Kevin Mace wrote:Another idea is to use fresh wood chips for walking paths between garden rows (and anywhere else around the property). I dig a trench/ditch for my 2' paths (about 8" deep) and fill them with wood chips. This creates micro-swales which harvests water. It also suppresses weeds. The next year I dig this wood mulch up and place it on top of my garden. I then put new mulch in the paths. I'm on year two of this and it worked well.
Mark wrote: It is hard to say from your picture, so i must ask...did your top soil they sold you seem more like soil or more like a shredded wood product?
Kevin wrote:My only problem with the "Back to Eden" video is that he doesn't talk much about time. That soil that he is planting into has been developed over many years and is very rich. It is so rich that it can handle using fresh wood chips as mulch. The average soil, even from a garden center, cannot.
Ce wrote:Climate? Ag zone?
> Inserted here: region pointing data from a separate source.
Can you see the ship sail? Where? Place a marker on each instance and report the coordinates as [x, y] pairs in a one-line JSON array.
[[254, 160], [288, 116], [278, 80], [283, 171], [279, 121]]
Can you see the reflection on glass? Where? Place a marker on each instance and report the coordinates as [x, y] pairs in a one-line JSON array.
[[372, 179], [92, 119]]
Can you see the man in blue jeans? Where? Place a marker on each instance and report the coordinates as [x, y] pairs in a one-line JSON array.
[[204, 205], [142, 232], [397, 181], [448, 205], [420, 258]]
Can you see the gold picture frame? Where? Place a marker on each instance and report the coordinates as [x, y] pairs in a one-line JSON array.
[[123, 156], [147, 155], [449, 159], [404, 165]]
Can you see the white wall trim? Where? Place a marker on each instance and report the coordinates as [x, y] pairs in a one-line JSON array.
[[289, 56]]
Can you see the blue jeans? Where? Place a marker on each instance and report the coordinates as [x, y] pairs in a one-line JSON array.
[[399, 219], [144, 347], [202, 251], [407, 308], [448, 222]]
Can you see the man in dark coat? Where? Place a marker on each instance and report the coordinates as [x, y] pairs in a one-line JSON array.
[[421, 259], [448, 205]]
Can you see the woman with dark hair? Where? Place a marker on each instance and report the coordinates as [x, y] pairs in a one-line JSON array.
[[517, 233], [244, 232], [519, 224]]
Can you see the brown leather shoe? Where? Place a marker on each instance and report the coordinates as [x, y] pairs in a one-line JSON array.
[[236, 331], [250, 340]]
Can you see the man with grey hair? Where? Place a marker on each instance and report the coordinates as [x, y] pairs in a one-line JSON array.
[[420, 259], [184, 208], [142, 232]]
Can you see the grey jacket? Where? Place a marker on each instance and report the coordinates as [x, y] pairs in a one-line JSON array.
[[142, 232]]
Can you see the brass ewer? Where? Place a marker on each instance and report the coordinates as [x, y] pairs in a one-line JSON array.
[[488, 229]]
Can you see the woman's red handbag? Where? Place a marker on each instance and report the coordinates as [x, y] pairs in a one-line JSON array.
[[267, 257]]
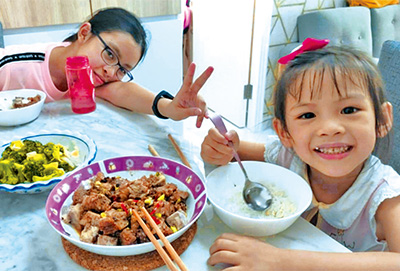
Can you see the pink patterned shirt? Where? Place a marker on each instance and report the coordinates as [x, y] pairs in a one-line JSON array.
[[27, 66]]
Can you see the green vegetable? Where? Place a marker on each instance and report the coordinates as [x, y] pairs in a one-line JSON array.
[[31, 161], [10, 172]]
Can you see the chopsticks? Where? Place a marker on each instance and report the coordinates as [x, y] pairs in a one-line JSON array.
[[157, 245], [179, 152], [153, 151]]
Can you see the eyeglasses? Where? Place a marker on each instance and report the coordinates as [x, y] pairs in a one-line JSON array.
[[111, 59]]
Rainfall?
R wrote:One of the little critical details glossed over in the film is the TYPE of woodchips. He gets chipped prunings mainly from powerline trimming--they have a LOT of green in them, both leaves and growing branches, and very little "wood." NOT what you get when you go buy wood mulch.
Justin wrote:I think you're correct on the soil analysis idea. Take a look at what you're underlying soil is. The woodchips are acting as a mulch and have very little impact on the nutrients available to plants for the first few seasons. Are your soil tests of the underlying soil? Or the soil + woodchips? Out of curiosity, what is your base soil like (i.e. the soil below the cardboard)?
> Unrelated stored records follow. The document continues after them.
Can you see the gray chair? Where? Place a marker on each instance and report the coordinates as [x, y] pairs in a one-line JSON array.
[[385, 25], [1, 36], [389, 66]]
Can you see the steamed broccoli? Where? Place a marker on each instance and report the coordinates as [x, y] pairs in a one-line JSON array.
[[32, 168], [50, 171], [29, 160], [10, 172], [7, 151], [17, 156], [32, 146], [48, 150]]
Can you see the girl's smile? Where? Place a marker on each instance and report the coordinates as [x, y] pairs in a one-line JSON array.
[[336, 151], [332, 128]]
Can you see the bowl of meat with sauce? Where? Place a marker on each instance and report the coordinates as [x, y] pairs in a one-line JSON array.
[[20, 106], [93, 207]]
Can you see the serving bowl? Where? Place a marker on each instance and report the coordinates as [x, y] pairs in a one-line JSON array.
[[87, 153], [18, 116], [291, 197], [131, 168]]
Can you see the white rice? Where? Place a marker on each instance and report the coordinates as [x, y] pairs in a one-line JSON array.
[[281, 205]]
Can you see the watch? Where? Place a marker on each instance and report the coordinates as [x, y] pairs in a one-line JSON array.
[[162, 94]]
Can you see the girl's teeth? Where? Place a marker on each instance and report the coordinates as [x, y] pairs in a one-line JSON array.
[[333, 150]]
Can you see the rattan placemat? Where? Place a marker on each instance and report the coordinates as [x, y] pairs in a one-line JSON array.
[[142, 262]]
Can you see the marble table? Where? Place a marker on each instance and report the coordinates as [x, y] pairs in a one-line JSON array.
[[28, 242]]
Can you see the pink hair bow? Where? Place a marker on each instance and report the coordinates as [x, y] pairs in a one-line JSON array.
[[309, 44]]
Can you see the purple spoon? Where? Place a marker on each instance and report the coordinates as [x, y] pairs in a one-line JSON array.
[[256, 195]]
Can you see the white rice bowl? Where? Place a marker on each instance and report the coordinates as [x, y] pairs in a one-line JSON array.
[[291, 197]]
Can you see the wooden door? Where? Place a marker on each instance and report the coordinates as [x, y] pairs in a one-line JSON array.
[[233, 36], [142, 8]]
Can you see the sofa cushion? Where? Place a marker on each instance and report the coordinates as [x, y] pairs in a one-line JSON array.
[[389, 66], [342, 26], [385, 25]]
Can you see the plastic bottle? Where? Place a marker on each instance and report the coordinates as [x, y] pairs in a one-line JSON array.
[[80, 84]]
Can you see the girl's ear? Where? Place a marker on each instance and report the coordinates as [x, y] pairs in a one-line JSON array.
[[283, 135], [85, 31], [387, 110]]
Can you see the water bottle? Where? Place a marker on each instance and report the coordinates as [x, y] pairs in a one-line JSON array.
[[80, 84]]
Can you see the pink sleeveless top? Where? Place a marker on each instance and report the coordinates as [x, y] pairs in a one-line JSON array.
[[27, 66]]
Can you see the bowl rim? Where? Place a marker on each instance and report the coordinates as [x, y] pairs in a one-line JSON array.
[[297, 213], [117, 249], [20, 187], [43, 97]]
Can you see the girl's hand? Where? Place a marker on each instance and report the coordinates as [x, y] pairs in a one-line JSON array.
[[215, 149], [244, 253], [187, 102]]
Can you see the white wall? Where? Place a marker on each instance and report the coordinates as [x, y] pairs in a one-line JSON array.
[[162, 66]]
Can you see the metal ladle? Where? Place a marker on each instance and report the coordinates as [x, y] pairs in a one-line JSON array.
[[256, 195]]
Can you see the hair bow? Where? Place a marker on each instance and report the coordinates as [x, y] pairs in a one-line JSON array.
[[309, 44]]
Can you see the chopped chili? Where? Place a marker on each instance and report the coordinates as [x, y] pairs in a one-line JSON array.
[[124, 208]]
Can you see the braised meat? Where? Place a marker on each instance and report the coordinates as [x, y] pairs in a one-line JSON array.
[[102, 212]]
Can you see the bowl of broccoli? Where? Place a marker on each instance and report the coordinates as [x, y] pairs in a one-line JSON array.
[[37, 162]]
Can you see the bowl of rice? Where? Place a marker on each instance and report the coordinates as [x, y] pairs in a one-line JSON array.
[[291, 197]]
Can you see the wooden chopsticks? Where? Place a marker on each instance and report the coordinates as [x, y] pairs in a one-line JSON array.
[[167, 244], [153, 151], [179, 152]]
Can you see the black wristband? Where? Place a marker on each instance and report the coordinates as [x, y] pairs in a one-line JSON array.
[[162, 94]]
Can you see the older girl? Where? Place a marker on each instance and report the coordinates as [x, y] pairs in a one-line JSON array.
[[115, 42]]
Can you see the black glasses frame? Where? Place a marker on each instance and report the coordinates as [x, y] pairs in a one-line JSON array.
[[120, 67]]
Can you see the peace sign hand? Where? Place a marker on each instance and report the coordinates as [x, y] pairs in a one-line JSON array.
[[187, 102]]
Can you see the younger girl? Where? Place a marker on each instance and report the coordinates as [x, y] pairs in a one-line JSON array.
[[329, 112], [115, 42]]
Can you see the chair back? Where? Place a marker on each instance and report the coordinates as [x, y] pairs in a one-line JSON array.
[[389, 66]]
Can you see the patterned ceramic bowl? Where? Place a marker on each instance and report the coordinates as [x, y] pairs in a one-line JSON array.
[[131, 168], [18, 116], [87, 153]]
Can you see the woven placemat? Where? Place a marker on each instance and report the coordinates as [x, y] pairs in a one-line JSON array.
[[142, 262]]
Kevin wrote:The next year I dig this wood mulch up and place it on top of my garden.
John wrote:I am assuming that you planted through the chips and cardboard and into the soil. Is there are reason you did not just plant into the existing soil?
Mark wrote:However, if you are going to add manure, then you'll need to pull the chips back.
Kolomona Myer wrote:I plan on pulling the chips back and spreading rabbit manure then replacing the chips. Then liberally spreading the manure tea atop the chips. I think this will help speed the decomposition of the woody materials. Then instead of more wood chips I think I should use straw for mulch (as long as I can source some straw without toxic gick), maybe alternate between straw and wood chips each year.
I will also be planting nitrogen fixing annuals this year.
Hopefully this works, I had a very disappointing gardening year last year and I really don't want a repeat.
Thanks for all the help!
Jackie Neufeld wrote:[size=12]I am soooo thankful that I don't have to do so much weeding! Now we have time, and see how we are building the soil to the point that we are now wanting to expand our whole 1/4 acre into edible landscaping. Just wish I knew someone who was a good garden designer for edible landscaping so that it looked beautiful and inviting plus provided food.
Thanks for the suggestion to pull back the chips and add rabbit manure. We have one rabbit and that rabbit produces a fair bit in one year. Hmmm, maybe we can get more.
I have a dream to help struggling families, especially families with kids start their own garden. Anyone know of anyone doing that? I like the Back to Eden because once it's established it seems you only need to keep adding wood chips and Paul says he adds about 10% chicken manure on top.
Michael Vormwald wrote:If you watch closely at the BTE video (and/or watch subsequent video's of Paul Gauschi's garden) you will see that although he once did, Paul does not use wood chips in his garden.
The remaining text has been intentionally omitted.